Kael drags my rigid body through the torn kelp curtain. The sudden warmth of the shell hits my skin, a shocking contrast to the freezing abyss. The heat fails to thaw the magical ice in my sluggish veins.

He lays me down on the soft sand. He positions me near a large pile of scrap metal. He leans his body over my face. He places two rough fingers against my neck. He checks my slow, thudding pulse, the contact a violation.

He rises to face Vaelis. The angry prince followed us inside the shell, his crimson hair a dark banner of defiance.

Vaelis glares at the shark.

"Why did you save her?" Vaelis demands, his sweet voice cracking with raw emotion. "She tried to hunt us in the dark, Kael. She poisoned you in the trench. She left me to die on the Ridge."

Kael looks down at my paralyzed form. He looks back at the furious prince.

The monster raises his scarred hands in the space between them.

He makes a tight fist over his own heart. Then he opens the fist, turning his palm up in a gesture of surrender.

Mercy, he mouths.

Vaelis stares at the silent shark. The prince turns to look down at my broken body.

The bright anger slowly drains out of his fine face. A terrible, pitying exhaustion replaces the fury. He looks at me exactly like a stranger.

"Fine," Vaelis whispers, leaning his head against the shark's broad chest. "But if she ever tries to hurt you again, I'll throw her out the airlock myself."

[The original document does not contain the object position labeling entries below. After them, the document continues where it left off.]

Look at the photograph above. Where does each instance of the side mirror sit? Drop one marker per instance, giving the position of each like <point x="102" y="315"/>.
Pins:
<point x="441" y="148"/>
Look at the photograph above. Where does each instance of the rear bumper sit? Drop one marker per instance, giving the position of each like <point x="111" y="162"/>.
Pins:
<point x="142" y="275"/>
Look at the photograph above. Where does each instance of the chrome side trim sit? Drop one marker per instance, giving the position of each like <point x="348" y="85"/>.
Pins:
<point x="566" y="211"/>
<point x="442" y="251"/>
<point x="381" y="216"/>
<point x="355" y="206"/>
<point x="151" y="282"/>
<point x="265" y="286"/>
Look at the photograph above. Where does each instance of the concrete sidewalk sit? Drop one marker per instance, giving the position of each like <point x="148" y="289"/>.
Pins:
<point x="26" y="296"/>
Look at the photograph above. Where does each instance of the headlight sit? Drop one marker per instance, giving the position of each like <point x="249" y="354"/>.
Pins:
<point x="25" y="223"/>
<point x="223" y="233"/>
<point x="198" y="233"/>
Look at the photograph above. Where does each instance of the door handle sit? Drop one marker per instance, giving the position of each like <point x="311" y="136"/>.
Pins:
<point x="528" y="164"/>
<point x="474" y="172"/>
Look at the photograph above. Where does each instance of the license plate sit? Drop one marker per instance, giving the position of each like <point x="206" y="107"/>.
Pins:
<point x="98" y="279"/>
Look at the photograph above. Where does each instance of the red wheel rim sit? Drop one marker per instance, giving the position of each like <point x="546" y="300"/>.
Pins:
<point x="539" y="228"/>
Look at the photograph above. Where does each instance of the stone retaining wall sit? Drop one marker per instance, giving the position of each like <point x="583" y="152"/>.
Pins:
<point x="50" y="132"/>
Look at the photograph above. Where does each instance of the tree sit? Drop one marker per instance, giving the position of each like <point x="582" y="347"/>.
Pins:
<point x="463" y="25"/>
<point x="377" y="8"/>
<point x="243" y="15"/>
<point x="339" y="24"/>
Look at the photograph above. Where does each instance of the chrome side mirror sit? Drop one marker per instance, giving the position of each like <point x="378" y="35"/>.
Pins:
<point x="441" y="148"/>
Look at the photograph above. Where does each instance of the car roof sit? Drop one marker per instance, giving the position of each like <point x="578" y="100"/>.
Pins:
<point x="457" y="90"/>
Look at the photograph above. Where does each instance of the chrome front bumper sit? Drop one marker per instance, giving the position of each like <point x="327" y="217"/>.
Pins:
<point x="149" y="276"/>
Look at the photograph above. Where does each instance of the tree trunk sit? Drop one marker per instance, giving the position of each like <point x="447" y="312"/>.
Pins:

Kael nods in silent agreement. He wraps a protective arm around the prince.

The monster turns away from me to tend to the humming engine.

I lie in the white sand.

I'm paralyzed. I'm trapped in a nightmare, yet I'm alive.

The prince and the monster move together as one in the warm light.

For the first time in my rigid military career, I lack a tactical plan. I lack a weapon to strike my enemies.

I am nothing but a silent watcher on the floor.

The agonizing silence inside the shell is deafening.